You can see more here.
Yea – I’m very interested in Open Compute and OpenStack. I think these two movements are co-dependent. And I think they are already changing our industry – even before they are ready for real large-scale deployment. Sure they can and will exist independently, but I think the success of each is tied to the other. The people running these open-source efforts might have a different view. Luckily, we’ll get to find out what they think next month… And I’m lucky enough to have a front row seat.
I’ve just been to China. Again. It’s only been a few months since I was last there.
I was lucky enough to attend the 5th China Cloud Computing Conference at the China National Convention Center in Beijing. You probably have not heard of it, but it’s an impressive conference. It’s “the one” for the cloud computing industry. It was a unique view for me – more of an inside-out view of the industry. Everyone who’s anyone in China’s cloud industry was there. Our CEO, Abhi Talwalkar, had been invited to keynote the conference, so I tagged along.
First, the air was really hazy, but I don’t think the locals considered it that bad. The US consulate iPhone app said the particulates were in the very unhealthy range. Imagine looking across the street. Sure, you can see the building there, but the next one? Not so much. Look up. Can you see past the 10th floor? No, not really. The building disappears into the smog. That’s what it was like at the China National Convention Center, which is part of the same Olympics complex as the famous Birdcage stadium: http://www.cnccchina.com/en/Venues/Traffic.aspx
I had a fantastic chance to catch up with a university friend, who has been living in Beijing since the 90’s, and is now a venture capitalist. It’s amazing how almost 30 years can disappear and you pick up where you left off. He sure knows how to live. I was picked up in his private limo, whisked off to a very well-known restaurant across the city, where we had a private room and private waitress. We even had some exotic, special dishes that needed to be ordered at least a day in advance. Wow. But we broke Chinese tradition and had imported beer in honor of our Canadian education.

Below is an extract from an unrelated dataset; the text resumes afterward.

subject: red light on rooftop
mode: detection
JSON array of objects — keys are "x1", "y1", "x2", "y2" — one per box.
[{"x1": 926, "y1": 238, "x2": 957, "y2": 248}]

Sizing up China’s cloud infrastructure
The most unusual meeting I attended was an invitation-only session – the Sino-American roundtable on cloud computing. There were just about 40 people in a room – half from the US, half from China. Mostly what I learned is that the cloud infrastructure in China is fragmented, and probably sub-scale. And it’s like that for a reason. It was difficult to understand at first, but I think I’ve made sense of it.

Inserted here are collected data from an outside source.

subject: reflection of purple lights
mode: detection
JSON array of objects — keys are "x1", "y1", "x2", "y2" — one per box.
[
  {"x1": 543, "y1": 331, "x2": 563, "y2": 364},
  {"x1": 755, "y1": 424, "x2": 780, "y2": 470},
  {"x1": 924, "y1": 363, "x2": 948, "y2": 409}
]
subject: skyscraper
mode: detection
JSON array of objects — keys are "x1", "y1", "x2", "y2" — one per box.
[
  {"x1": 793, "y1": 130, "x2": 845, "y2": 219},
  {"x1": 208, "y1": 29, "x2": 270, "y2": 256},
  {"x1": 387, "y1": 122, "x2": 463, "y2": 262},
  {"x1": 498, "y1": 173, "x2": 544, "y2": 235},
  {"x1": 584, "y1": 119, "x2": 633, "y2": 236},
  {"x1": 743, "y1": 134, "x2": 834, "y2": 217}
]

I started asking why to friends and consultants and got some interesting answers. Essentially different regional governments are trying to capture the cloud “industry” in their locality, so they promote activity, and they promote creation of new tools and infrastructure for that. Why reuse something that’s open source and works if you don’t have to and you can create high-tech jobs? (That’s sarcasm, by the way.) Many technologists I spoke with felt this will hold them back, and that they are probably 3-5 years behind the US. As well, each government-run industry specifies the datacenter and infrastructure needed to be a supplier or ecosystem partner with them, and each is different. The national train system has a different cloud infrastructure from the agriculture department, and from the shipping authority, etc… and if you do business with them – that is you are part of their ecosystem of vendors, then you use their infrastructure. It all spells fragmentation and sub-scale. In contrast, the Web 2.0 / social media companies seem to be doing just fine.

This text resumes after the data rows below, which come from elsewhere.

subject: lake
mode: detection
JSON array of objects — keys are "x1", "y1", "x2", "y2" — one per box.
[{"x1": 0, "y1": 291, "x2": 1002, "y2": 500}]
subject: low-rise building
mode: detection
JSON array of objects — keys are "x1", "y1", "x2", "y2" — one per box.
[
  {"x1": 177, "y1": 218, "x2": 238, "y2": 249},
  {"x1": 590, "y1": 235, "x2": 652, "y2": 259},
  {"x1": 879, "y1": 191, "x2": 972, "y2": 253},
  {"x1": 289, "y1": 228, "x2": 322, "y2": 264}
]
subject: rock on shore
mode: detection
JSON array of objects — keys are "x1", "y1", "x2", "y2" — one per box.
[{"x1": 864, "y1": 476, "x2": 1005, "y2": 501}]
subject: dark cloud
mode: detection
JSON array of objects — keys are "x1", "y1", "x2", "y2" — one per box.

Baidu was also showing off its open rack. It’s an embodiment of the Scorpio V1 standard, which was jointly developed with Tencent, Alibaba and China Telecom. It views this as a first experiment, and is looking forward to V2, which will be a much more mature system.
I was also lucky to have personal meetings with general managers,chief architects and effective CTOs of the biggest cloud companies in China. What did I learn? They are all at an inflexion point. Many of the key technologists have experience at American Web 2.0 companies, so they’re able to evolve quickly, leveraging their industry knowledge. They’re all working to build or grow their own datacenters, their own infrastructure. And they’re aggressively expanding products, not just users, so they’re getting a compound growth rate.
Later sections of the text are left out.